Le conflit culturel perpétuel entre les professeurs d’université et les étudiants est un terrain fertile pour les conflits, et The Chair se penche avec audace sur des inquiries épineuses comme le racisme, le sexisme et les privilèges blancs. Mais heureusement, il ne s’enlise jamais trop dans ces problèmes pour perdre son sens de l’humour. Le fossé béant des générations est une resource fiable de rires, et bien que la plupart des étudiants de Pembroke soient généralement réveillés et ne se démarquent pas vraiment, personne ici n’est considéré comme un méchant. Même les vieux professeurs croustillants reçoivent une dimension. (On a l’impression que c’est basé sur un roman, même si ce n’est pas le cas. Il y a cette impact littéraire.)

Oh a toujours montré des notes de aptitude comique sur des drames comme Grey’s Anatomy et Killing Eve, et c’est amusant de la voir explorer pleinement cet facet d’elle-même ici. (Jin-Yoon est un fouillis complexe de névroses, d’ambition et de bonnes intentions.) Duplass est aussi solide, comme Bill, mais je n’étais pas convaincu par la dynamique entre lui et Jin-Yoon. La série semble vouloir les pousser ensemble de manière romantique, alors qu’il vaudrait mieux les laisser être amis. Mais Holland Taylor est un régal fougueux en tant que Joan, l’un de ces vieux professeurs d’anglais croustillants qui est exilé au sous-sol du centre de remise en forme de l’école et est déterminé à découvrir quel élève la saccage dans ses évaluations de professeur. C’est une intrigue secondaire loufoque, mais Taylor s’amuse beaucoup avec c’est son meilleur rôle depuis des années.

La chaise est une belle frénésie de six épisodes, et à approximativement trois heures au full, cela ressemble à une comédie de film indépendant légèrement prolongée, réglée sur une bande originale de succès radiophoniques universitaires comme Vampire Weekend et les Smiths.

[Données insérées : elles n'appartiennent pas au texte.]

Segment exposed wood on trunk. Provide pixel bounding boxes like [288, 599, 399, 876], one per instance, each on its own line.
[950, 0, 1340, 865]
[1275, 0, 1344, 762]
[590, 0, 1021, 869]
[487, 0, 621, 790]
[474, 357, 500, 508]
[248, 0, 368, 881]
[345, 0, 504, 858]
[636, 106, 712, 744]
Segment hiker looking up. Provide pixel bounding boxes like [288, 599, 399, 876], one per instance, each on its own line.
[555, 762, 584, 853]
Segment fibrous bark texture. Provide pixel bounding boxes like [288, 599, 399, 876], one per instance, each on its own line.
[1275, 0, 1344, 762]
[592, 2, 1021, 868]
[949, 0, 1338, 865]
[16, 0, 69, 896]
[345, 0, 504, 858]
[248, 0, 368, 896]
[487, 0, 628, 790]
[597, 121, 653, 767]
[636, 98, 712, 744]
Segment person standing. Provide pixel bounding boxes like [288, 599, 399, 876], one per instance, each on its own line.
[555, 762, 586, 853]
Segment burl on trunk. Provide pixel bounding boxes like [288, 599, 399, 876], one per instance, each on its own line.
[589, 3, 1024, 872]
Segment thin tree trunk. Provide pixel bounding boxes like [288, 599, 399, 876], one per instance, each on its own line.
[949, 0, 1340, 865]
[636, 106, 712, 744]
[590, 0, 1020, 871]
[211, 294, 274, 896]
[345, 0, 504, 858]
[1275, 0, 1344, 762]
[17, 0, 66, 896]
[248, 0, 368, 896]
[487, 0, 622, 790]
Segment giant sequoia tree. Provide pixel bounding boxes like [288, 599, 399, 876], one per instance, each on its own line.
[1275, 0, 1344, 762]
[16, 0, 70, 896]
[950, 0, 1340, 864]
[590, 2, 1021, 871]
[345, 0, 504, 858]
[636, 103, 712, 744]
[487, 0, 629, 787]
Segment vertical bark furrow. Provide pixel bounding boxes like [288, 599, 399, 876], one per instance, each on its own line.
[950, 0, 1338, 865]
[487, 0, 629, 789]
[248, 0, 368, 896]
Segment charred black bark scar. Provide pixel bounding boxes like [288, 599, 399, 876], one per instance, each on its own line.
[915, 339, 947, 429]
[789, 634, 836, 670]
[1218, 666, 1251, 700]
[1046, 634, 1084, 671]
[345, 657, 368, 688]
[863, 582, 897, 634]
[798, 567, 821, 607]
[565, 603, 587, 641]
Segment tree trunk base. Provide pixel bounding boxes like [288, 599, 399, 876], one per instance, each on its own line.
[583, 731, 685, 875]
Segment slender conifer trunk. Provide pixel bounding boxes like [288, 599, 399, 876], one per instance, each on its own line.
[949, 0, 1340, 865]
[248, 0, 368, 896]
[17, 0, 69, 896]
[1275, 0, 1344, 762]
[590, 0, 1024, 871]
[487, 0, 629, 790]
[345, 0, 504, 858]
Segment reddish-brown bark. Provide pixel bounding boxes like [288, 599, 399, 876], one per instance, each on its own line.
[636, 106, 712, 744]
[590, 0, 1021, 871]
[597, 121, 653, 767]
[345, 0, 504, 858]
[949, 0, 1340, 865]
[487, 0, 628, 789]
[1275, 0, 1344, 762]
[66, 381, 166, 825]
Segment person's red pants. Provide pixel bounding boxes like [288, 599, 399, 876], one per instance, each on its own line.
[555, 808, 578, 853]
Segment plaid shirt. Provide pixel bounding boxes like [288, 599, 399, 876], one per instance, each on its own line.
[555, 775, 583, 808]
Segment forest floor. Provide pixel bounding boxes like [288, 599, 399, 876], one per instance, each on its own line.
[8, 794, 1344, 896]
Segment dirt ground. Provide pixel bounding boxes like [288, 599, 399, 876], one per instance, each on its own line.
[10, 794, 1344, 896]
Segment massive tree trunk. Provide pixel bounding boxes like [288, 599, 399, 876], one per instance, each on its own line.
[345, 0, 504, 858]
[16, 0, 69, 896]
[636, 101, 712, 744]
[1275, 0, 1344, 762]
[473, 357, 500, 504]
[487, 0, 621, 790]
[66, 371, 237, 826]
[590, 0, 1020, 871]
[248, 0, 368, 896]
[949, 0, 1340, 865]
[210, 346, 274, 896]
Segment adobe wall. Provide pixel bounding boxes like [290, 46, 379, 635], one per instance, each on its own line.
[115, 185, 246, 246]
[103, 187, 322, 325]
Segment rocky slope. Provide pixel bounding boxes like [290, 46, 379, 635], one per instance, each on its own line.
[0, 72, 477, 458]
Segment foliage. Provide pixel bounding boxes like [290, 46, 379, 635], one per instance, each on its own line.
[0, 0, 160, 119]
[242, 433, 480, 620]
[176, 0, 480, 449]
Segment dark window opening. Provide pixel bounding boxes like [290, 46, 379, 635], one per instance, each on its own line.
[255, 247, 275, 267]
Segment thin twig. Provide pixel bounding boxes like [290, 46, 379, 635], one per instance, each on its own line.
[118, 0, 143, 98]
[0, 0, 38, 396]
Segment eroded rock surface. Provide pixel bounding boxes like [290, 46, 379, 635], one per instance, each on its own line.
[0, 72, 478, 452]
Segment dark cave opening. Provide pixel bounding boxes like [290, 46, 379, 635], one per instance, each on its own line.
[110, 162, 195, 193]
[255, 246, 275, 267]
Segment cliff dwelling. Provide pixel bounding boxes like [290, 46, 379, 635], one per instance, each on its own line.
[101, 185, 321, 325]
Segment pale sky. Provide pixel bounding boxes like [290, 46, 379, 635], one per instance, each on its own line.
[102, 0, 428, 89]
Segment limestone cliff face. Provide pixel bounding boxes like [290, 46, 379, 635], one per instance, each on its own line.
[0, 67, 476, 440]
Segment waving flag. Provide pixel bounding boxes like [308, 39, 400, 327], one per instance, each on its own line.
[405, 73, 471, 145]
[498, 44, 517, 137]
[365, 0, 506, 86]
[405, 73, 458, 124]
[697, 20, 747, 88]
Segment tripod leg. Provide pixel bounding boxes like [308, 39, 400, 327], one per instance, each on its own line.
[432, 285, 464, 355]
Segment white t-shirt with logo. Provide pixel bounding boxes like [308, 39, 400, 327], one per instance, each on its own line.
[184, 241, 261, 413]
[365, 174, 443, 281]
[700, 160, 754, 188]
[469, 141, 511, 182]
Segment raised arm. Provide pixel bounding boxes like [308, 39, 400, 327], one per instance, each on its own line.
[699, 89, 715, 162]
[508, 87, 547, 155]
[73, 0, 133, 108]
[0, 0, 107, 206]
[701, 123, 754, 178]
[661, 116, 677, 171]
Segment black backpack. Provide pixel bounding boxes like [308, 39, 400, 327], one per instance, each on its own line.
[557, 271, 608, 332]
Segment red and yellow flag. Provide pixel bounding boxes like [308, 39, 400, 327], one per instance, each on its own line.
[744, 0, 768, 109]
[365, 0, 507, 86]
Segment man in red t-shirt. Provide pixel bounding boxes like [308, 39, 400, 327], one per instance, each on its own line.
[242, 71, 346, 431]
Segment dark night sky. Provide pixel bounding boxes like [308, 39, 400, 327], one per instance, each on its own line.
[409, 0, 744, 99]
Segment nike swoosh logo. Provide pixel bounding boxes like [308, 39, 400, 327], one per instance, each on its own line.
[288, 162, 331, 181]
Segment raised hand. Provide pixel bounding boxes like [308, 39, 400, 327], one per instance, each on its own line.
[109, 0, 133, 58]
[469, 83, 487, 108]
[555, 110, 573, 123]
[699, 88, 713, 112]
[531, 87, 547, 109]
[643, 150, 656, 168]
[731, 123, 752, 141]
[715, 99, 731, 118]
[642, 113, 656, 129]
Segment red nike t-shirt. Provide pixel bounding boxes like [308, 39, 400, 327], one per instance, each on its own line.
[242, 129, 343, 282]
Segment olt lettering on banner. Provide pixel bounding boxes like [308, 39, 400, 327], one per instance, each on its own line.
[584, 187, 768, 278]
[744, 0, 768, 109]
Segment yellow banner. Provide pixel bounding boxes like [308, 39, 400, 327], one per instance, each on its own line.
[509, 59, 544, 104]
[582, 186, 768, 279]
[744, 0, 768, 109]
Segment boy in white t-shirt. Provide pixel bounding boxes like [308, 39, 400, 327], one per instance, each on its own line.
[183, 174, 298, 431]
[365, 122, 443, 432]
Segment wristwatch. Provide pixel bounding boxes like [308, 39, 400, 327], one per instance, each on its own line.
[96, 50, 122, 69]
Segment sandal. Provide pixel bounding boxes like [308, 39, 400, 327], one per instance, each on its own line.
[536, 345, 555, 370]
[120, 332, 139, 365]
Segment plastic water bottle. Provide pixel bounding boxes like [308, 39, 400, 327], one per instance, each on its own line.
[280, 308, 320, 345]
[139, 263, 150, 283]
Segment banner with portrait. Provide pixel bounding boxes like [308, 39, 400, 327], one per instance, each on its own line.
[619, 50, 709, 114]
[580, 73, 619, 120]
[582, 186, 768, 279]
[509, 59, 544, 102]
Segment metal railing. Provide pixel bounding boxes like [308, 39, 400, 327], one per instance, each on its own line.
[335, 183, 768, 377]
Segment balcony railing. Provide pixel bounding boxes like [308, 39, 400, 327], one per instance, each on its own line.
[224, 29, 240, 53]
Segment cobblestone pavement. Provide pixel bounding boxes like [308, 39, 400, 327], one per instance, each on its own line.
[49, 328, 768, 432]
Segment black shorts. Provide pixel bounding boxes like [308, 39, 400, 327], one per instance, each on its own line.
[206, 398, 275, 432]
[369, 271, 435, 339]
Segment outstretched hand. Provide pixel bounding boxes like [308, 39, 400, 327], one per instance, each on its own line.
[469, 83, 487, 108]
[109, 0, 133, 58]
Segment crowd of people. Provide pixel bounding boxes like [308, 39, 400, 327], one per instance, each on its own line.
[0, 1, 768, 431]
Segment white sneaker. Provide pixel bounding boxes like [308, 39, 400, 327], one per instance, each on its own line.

Nous connaissons Peet en tant qu’actrice, mais il s’agit de ses débuts en tant que scénariste et showrunner à la télévision, et elle montre un vrai talent pour la comédie humaniste. (Le mari de Peet, David Benioff, et son partenaire de Game of Thrones, DB Weiss, servent également de producteurs exécutifs, mais ne vous inquiétez pas : celui-ci colle à l’atterrissage.) Les scripts ont un sens de l’humour nettement sec, et le casting trouve un bon rythme. tout de suite. C’est comme s’ils étaient reconnaissants d’être dans quelque selected qui est réellement ancré, drôle et fidèle à la vie pour une fois.

Cela se termine aussi bien comme une histoire autonome, donc je serais d’accord pour que ce soit une série one of a kind, je suppose – mais cette visite du campus était si agréable, je serais ravi de m’inscrire pour in addition.

THE TVLINE Bottom LINE : La comédie de campus de Netflix, The Chair, se démarque avec un ton intelligent et humaniste et une multitude de personnages intrigants.

Eloïse est journaliste et critique cinéma. Elle allie passion pour le 7eme art et rigueur pour enrichir la culture visuelle de ses lecteurs.